I have a number of related use cases for what I'd ...
# getting-started
s
I have a number of related use cases for what I'd describe as "Data Profile" and/or "Data Quality" attributes, most of which are per-field. For example: completeness (~non-null percentage), distinct values, or histograms of distinct values in enumeration-like fields. I've been doing some quick-and-dirty prototyping by adding these attributes to the SchemaField model, but that feels wrong. It seems like "Data Profile" is really a separate aspect to "Schema", but they both contain per-field information, so I'm not sure how best to model this. I could add "DataProfile" to the set of dataset aspects. But then I'd have two aspects containing field-level information (
SchemaMetadata.SchemaFields
and something like
DataProfile.FieldProfiles
). If this is the correct model, what would be a good way to associate each particular FieldProfile with a particular SchemaField? Or is there a different model that would be better? More generally, it seems like there's a tension between two models for field-level aspects: 1. Dataset has many Aspects, some of which have metadata for many Fields 2. Dataset has many Fields, some of which have multiple Aspects I don't have an opinion on which of these models is more "correct", but the current implementation only seems to really support one aspect per field, and pushes any extensions to favour model (1) above. Is this a conscious design decision, or has this question just not come up yet?
b
This is an excellent question and shows that you have a deep understand of DataHub's modeling framework. @ambitious-battery-33996 is currently working on a RFC which faced a similar issue. The proposed solution is to create a
DatasetFieldUrn
that can be used as a pointer without fully materialized field entities. Fields will be created as nodes in the graph to answer questions like "Give me all the PII-containing fields of this dataset based on annotation supplied to its upstream datasets (aka fine-grained metadata propagation)"
s
Ah, yes, I'd temporarily forgotten someone was working on field-level lineage. That would also need to address this general problem.
Thanks!
Field URN sounds like a good idea to me. I'll have a proper read of the RFC.
b
Feel free to comment on the RFC as well.
s
Yep, will do.
to answer questions like "Give me all the PII-containing fields of this dataset based on annotation supplied to its upstream datasets (aka fine-grained metadata propagation)"

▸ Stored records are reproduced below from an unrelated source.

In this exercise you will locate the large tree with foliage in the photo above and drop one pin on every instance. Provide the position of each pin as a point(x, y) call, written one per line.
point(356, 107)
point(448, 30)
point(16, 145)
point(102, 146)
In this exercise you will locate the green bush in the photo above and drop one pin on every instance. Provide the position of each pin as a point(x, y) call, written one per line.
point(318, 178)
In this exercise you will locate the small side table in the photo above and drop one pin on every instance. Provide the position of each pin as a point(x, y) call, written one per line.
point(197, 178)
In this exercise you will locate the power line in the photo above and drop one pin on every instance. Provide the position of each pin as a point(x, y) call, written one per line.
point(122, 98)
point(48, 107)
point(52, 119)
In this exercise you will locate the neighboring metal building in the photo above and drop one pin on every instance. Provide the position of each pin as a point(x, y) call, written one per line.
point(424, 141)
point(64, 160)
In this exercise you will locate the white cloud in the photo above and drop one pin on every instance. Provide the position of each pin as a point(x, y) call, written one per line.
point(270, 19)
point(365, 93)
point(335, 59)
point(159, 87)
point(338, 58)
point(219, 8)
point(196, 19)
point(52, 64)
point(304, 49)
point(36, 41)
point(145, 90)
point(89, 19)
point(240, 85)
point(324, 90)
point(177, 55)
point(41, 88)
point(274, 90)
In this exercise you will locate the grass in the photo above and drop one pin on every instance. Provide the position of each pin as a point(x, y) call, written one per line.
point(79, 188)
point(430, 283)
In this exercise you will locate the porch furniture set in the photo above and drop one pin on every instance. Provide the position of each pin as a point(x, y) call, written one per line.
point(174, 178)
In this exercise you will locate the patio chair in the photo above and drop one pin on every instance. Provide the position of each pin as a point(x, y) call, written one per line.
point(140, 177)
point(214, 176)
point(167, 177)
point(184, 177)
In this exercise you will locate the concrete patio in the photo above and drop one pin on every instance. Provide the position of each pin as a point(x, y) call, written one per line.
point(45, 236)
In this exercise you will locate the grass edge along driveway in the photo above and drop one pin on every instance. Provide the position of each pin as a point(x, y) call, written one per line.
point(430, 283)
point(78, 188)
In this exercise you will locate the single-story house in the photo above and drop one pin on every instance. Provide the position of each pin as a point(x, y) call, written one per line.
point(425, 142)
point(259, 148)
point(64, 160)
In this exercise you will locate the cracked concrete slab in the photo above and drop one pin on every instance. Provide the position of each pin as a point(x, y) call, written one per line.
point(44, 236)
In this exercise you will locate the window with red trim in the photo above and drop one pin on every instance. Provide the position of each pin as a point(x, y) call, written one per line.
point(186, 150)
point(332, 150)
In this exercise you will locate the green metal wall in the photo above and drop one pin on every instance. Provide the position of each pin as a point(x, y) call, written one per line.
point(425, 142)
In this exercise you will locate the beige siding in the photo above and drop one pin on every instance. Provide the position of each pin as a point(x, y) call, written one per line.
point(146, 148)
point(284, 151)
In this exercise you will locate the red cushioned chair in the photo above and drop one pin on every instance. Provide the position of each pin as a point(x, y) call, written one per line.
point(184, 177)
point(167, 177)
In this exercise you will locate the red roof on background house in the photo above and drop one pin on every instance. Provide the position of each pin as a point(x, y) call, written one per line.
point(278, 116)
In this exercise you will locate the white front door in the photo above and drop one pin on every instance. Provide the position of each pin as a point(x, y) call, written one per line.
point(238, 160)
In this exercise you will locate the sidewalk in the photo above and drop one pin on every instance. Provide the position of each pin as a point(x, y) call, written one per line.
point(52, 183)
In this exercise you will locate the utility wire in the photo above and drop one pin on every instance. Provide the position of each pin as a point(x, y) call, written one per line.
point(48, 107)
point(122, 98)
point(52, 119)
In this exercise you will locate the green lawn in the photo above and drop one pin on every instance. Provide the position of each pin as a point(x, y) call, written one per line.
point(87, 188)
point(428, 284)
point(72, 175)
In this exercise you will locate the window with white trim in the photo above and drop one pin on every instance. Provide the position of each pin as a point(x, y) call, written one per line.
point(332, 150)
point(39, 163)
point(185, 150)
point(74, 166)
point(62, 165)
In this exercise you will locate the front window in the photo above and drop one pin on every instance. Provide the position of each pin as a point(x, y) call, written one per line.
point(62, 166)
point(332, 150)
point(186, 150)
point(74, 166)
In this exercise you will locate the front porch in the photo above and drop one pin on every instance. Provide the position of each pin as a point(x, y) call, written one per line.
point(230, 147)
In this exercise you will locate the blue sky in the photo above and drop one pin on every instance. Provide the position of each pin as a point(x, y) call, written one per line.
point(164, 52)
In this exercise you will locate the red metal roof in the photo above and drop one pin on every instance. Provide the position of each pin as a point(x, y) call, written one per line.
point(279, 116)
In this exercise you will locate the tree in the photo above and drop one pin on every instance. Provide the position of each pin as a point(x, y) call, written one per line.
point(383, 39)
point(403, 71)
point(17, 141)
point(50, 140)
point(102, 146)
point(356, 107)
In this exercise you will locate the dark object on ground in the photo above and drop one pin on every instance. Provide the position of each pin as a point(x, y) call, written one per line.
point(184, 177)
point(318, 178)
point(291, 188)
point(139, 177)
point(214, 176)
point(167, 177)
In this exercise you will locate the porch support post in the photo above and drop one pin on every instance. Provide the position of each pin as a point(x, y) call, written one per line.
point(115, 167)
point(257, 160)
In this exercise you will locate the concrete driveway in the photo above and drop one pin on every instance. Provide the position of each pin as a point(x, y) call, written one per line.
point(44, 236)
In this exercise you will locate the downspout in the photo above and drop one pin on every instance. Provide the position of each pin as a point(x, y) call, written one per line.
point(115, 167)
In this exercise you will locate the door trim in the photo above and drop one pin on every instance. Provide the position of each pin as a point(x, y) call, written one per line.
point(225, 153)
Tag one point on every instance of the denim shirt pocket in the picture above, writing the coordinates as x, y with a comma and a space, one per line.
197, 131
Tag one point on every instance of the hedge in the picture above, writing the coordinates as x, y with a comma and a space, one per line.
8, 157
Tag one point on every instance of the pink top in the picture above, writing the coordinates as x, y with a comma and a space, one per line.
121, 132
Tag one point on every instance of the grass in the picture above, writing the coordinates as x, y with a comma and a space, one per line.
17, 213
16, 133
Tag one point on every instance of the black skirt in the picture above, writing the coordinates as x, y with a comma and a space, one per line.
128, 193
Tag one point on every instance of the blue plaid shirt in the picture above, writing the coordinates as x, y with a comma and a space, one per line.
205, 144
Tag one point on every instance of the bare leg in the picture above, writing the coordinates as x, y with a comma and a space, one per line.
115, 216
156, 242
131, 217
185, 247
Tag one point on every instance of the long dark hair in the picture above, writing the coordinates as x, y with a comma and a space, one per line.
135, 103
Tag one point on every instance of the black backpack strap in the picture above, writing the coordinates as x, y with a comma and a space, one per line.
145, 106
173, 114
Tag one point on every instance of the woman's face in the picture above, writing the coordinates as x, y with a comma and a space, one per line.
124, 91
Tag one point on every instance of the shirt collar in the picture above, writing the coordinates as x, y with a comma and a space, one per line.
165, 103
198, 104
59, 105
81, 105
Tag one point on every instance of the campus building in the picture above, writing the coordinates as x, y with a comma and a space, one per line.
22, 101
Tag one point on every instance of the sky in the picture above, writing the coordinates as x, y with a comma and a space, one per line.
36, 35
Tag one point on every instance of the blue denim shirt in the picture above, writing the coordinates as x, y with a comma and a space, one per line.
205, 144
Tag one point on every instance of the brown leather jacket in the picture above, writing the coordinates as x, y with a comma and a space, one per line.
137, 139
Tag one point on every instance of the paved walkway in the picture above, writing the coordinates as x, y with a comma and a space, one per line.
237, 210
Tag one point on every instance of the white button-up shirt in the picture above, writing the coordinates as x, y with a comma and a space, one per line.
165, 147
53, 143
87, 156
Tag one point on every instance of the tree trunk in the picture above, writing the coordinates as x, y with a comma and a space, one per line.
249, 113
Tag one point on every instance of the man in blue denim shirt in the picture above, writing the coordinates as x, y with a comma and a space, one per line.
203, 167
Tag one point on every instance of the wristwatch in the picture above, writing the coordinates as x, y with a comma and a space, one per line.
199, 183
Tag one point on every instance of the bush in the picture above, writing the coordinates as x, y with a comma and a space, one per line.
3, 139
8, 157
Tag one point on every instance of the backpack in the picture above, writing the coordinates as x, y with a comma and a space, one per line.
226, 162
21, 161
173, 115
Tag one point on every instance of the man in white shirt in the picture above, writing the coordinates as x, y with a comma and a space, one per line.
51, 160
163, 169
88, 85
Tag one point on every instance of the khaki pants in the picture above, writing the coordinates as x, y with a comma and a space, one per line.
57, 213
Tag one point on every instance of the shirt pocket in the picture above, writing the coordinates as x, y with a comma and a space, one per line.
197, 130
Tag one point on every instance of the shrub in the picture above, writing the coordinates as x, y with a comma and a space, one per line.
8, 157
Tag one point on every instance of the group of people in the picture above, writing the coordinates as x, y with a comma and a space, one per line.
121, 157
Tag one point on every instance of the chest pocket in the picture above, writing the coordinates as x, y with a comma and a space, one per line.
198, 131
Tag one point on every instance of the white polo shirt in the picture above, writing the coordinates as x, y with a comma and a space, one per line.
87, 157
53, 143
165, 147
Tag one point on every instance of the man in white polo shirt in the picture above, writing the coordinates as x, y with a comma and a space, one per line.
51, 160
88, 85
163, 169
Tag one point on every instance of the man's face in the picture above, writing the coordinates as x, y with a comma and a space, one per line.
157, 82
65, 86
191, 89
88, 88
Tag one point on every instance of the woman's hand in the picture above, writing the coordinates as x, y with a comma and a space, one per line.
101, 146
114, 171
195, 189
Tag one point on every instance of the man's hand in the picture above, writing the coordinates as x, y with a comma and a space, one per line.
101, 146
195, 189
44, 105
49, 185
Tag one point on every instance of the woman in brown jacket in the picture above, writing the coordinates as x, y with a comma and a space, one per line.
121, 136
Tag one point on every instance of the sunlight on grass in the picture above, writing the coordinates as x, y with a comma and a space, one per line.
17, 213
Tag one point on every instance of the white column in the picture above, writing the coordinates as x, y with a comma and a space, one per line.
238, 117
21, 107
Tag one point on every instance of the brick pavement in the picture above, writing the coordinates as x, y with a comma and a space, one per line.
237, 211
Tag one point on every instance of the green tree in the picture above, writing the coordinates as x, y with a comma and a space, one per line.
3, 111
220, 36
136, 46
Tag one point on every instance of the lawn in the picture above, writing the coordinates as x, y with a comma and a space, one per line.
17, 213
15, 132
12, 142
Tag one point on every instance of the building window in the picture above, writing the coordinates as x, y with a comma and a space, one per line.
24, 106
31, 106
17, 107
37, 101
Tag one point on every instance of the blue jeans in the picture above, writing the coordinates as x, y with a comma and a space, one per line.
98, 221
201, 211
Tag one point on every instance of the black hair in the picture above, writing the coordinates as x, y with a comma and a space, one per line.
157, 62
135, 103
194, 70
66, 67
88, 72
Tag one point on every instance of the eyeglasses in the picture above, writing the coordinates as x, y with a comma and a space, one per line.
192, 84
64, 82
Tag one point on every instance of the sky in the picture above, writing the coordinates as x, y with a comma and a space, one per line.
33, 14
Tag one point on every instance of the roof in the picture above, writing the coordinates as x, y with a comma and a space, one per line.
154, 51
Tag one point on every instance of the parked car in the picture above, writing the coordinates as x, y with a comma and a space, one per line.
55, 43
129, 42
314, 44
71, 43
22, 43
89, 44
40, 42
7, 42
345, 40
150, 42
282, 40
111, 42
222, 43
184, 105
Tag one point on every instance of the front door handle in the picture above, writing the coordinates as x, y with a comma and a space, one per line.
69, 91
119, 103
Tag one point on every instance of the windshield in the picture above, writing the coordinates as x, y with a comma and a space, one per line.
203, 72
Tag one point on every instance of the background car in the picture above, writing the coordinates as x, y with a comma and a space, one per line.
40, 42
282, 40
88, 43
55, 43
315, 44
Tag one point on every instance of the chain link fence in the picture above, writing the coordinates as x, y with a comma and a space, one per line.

Incidentally, is there already a model for the single-dataset part of this (i.e. ignoring lineage, just directly annotating individual fields within a dataset as containing PII)? It looks like the PII flag is also dataset-level only at the moment.
b
This is also on the roadmap. Unfortunately we're unable to open source the internal models as-is since it's highly customized for LinkedIn.
s
Sure, no problem. Just wanted to check I wasn't missing something that was already present.